Like the tired Web 2.0 label, Web Conferences have become tired indicators of a focus that seems shallow and generally far more useless than I would have once admitted. There's nothing new- it isn't sessions full of brilliant minds engaging to discuss something that they've waited till the conference to anxiously reveal. In fact, most of it is old news; and the brilliant minds aren't engaging down here in the press room. They're all up a few floors in the editorial department, the news department, or on assignment.

The web is a piece of infrastructure to be used. Just do it. There are more important things. Look it up in the damned manual and just do it.

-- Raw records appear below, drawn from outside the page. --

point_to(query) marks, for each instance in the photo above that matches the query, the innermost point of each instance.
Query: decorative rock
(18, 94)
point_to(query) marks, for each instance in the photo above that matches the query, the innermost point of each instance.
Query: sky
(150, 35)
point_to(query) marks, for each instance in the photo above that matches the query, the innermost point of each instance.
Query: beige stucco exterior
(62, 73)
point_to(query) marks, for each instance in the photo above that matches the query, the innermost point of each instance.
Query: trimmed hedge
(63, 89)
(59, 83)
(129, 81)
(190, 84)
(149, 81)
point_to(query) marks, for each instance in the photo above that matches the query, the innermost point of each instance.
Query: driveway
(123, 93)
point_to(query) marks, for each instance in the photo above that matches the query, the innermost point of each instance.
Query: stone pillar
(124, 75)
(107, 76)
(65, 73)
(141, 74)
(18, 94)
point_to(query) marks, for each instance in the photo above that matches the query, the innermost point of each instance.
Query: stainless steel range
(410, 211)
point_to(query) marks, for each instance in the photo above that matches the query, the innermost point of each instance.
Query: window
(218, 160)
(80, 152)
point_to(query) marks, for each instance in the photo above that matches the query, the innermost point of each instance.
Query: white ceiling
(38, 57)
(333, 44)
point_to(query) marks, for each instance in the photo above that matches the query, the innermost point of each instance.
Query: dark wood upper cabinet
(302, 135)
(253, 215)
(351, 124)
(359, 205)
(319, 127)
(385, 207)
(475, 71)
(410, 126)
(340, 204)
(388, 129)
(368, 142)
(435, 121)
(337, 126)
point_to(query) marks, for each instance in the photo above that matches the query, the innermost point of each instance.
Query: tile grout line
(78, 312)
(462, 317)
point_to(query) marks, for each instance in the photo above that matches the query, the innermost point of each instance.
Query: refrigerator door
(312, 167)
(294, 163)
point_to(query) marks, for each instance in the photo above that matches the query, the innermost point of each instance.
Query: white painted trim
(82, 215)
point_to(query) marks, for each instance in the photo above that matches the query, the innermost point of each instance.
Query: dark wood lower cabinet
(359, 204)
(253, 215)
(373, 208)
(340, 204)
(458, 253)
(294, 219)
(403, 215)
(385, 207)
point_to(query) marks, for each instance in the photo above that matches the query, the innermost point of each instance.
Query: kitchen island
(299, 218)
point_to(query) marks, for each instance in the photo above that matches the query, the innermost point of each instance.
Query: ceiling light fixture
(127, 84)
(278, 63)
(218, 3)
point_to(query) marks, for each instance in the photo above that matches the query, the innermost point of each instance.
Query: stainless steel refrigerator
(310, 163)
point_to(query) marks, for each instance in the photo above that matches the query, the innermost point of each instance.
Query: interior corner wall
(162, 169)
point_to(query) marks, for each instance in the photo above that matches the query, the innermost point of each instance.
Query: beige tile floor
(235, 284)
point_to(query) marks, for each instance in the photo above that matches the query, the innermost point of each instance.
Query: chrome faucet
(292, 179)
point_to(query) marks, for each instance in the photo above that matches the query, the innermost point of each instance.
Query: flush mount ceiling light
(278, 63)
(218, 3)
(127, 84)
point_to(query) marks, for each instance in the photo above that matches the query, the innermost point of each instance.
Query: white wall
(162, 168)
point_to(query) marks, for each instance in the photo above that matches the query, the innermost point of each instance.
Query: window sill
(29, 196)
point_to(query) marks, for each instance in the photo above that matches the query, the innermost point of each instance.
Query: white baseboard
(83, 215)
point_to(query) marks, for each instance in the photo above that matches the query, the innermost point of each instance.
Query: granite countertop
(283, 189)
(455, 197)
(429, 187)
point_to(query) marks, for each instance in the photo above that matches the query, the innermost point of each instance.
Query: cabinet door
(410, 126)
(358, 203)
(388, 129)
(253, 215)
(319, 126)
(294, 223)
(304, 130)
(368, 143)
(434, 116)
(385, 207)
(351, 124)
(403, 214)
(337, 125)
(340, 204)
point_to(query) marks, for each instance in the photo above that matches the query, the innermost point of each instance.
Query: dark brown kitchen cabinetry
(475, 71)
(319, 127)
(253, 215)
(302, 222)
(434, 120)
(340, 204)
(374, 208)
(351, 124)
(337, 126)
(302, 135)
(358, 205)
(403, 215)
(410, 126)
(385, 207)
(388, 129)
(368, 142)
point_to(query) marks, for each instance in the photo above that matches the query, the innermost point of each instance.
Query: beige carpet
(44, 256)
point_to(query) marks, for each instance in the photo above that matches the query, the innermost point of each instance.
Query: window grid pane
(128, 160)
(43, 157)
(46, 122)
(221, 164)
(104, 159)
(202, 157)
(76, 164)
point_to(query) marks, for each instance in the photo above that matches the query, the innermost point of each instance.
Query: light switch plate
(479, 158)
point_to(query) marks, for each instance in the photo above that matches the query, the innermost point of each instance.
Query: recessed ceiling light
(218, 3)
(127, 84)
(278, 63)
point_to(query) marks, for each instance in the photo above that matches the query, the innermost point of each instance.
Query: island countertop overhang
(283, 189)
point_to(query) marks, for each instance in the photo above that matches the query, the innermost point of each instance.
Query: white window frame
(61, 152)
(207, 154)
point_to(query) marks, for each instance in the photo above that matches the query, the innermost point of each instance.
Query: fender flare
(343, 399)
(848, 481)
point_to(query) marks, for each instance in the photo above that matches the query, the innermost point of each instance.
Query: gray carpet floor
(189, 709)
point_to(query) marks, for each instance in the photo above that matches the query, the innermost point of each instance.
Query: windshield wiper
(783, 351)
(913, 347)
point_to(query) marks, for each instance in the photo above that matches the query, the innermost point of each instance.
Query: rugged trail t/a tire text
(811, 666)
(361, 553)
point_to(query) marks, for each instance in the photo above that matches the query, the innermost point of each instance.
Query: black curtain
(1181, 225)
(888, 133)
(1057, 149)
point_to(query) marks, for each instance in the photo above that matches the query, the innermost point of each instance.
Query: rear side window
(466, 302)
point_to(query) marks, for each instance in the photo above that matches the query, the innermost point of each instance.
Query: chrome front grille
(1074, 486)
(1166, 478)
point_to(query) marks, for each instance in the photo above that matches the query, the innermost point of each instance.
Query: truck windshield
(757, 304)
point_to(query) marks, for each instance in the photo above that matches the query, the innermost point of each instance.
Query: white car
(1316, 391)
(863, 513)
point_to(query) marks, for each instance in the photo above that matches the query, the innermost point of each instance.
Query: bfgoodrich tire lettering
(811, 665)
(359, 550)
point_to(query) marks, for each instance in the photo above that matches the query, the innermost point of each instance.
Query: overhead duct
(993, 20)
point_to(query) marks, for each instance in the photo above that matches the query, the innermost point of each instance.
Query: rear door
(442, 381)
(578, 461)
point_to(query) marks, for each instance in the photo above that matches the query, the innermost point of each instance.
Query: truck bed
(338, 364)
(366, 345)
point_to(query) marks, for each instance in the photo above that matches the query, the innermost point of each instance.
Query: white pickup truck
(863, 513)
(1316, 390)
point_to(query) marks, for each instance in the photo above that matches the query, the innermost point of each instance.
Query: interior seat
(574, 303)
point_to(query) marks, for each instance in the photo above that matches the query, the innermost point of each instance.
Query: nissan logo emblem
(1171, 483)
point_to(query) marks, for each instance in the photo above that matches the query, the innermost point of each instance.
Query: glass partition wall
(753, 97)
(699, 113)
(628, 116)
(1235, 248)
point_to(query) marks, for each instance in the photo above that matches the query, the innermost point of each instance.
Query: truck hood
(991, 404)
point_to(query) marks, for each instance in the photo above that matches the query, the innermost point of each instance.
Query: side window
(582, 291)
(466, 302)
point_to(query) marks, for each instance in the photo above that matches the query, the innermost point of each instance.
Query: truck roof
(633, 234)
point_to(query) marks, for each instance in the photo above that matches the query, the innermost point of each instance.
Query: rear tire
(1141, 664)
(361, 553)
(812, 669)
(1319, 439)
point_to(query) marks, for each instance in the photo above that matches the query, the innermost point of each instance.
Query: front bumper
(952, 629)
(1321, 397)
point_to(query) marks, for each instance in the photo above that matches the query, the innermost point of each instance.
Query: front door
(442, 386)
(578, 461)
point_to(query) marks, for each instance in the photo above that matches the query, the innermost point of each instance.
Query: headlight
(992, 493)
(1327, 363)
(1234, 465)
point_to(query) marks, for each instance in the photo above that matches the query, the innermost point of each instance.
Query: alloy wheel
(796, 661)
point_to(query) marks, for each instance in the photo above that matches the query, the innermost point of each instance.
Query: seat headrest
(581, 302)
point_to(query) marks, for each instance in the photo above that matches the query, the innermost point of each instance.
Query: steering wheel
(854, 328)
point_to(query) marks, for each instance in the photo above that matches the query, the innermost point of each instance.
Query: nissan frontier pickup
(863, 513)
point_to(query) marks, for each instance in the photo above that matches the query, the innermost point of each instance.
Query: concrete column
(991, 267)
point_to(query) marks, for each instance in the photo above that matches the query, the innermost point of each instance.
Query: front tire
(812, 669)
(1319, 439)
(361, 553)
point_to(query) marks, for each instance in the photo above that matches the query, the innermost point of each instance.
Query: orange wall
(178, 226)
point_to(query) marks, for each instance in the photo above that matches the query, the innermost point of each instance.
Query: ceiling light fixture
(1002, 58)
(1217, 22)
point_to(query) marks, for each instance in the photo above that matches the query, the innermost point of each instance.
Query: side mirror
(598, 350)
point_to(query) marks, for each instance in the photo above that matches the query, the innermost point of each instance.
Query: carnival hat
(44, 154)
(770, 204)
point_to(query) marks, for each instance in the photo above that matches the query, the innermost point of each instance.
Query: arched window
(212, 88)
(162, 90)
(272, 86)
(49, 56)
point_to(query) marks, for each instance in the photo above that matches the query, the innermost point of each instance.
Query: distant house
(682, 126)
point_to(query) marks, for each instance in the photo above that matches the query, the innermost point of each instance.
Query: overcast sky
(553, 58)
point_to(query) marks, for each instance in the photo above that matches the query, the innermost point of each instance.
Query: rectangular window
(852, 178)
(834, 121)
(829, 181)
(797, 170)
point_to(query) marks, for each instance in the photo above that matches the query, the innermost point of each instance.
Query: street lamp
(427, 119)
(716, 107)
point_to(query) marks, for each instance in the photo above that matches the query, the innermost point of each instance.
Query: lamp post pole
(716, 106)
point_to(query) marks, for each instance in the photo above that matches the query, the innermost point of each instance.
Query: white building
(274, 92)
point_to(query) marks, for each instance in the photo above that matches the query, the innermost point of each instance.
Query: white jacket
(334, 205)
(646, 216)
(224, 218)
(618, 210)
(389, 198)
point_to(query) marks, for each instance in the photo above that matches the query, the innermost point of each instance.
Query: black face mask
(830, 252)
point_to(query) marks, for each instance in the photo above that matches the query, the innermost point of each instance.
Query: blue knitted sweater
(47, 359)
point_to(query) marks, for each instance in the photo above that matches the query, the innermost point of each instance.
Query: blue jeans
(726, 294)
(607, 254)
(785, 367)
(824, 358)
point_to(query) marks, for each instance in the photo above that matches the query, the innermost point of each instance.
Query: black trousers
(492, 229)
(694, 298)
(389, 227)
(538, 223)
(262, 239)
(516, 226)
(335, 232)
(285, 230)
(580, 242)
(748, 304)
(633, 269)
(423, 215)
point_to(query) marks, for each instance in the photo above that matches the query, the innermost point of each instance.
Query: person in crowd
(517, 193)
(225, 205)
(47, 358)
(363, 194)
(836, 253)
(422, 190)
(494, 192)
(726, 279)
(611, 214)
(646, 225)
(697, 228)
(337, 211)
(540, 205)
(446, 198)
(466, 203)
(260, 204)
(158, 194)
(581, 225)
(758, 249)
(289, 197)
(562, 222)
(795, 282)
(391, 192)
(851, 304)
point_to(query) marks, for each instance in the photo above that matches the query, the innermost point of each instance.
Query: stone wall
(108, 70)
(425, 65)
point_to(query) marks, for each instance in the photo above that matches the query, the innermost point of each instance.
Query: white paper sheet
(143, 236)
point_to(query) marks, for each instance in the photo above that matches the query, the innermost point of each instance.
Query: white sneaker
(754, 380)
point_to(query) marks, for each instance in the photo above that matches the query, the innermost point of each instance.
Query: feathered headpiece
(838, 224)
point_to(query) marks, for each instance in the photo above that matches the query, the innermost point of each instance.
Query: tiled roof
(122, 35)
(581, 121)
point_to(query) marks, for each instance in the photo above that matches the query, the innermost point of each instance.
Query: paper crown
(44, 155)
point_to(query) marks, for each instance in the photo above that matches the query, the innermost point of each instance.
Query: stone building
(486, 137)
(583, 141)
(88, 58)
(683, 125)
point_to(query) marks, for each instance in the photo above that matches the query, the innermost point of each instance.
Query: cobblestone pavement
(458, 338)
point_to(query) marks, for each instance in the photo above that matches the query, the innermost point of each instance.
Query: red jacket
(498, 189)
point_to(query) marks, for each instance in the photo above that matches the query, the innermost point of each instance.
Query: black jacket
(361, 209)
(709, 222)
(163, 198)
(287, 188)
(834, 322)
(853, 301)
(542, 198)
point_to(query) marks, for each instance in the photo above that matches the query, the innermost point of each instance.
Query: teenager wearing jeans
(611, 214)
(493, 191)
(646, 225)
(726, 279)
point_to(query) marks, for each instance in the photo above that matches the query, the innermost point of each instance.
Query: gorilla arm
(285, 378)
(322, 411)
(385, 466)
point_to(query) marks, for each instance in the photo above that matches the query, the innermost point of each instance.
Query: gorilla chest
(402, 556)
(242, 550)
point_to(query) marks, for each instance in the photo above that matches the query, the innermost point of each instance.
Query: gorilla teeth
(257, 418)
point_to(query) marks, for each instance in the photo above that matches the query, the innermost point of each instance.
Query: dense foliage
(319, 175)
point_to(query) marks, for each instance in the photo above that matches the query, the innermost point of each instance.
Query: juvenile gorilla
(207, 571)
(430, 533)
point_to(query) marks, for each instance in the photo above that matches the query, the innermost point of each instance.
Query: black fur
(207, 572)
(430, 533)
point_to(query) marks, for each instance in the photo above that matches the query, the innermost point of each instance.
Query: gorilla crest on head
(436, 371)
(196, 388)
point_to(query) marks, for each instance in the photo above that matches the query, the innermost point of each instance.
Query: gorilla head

Maybe I'll feel differently on Tuesday.

This post was "typed" at the Creamery using the four inch keyboard that's on the modbook screen. I was curious about how it would serve- it's larger than phone keyboards, so it could conceivably be mastered for "texting". This wasn't as tedious and slow as I had imagined; with practice, I could get pretty quick, and I'm sure students could do quite well.

3 Comments

dave said:

After the web conference:
Everyone did an excellent job. Maybe I just don't belong?
I'm weighing the potential for lightning sessions called "Shut Up and Draw" where attendees sign up to give five minute demos of a tip, trick, or technique in either Photoshop or Fireworks. Could be fun. Wanted to do this for the past three years. Is there an audience?

Tara said:

I'd love to attend a session like that. I find the "how-to" sessions boring when the technique being described isn't terribly relevant to me. But in a lightning session, there is sure to be something for everyone. (And I'd really prefer to just see that something is possible and then go back and play with it, rather than see every step of a process demonstrated to death.)

dave said:

Thanks for the feedback, Tara. That's what I'm thinking too.